- Born: Louis Jacob Preager 12 January 1906 Poplar, London, England
- Died: 14 November 1978 (aged 72) Mallorca, Spain
- Genres: Jazz
- Occupation(s): Musician Dance band leader Disc jockey Businessman
- Instrument: Piano
- Years active: 1925-1962 (retired)

= Lou Preager =

British dance band leader (1906–1978)

Louis Jacob Preager (12 January 1906 – 14 November 1978), known as Lou Preager, was an English pianist, dance band leader, disc jockey and businessman. He was active from the 1930s to the 1950s; with his band he made many recordings. They also appeared on radio and television.

==Early career==
Louis Jacob Preager was born in Poplar, London, in 1906, and came from a Jewish background. He was the son of Louis Preager, a tailor, and his wife Rebecca (née Cohen De Murcia). While at school, the younger Louis he played the piano in dance bands, and from age 19 he was a full-time musician. He played in fashionable London clubs and restaurants; in 1931 he joined Eugene Pini and his Tango Orchestra at the Monseigneur, and later joined the Billy Reid Accordion Band. In 1933, Preager led an 11-piece band, playing at Ciro's and later at Romano's in the Strand. His first recordings were released in 1935.

==Second World War and later==
Preager joined the Intelligence Corps in 1941. His right arm was seriously injured in a motor accident, and he received hospital treatment for eight months.

He was invalided out of the army in 1942, and he formed a 14-piece orchestra to play at the Hammersmith Palais in London; it was the resident band there for 18 years. It made frequent radio broadcasts, including, from 1942, 96 editions of Music While You Work. The band later appeared on television. A number of vocalists sang with the band, including Paul Rich, Edna Kaye, Rita Williams and Elisabeth Welch.

Preager's radio broadcasts, Write a Tune for £1000, a songwriting contest broadcast in 1945, 1947 and 1950, were very popular, and produced the hit song "Cruising Down the River". During the 1950s, Preager presented Housewives' Choice on the BBC Light Programme and, at the time was a well-known disc jockey. In 1959, his orchestra moved to the Lyceum Ballroom, where he was often seen in the TV programme Come Dancing.

==Awards, recordings and other interests==
During his career he made recordings for Regal Zonophone Records and the Columbia Graphophone Company. He won three Carl Alan Awards for the best Palais Band.

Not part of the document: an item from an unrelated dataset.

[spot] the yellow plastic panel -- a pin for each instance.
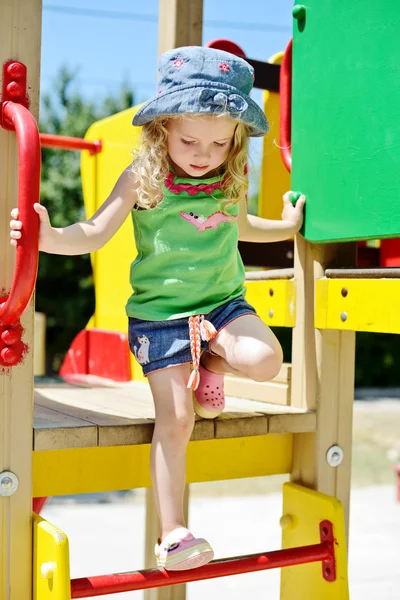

Preager had several business interests. He was owner of a book publishing company, founder of a record company, and also had interests in film and television.

== Personal life and death ==
In 1958, Preager married Rose Sharp in Marylebone, where the couple lived.

From the 1960s, Preager suffered from persistent ill health and retired from music, aged 56, in 1962. He moved to Slough and bought the Carlton Ballroom in the town; it was sold after he suffered a heart attack in 1967. He died on 14 November 1978 in Mallorca, aged 72.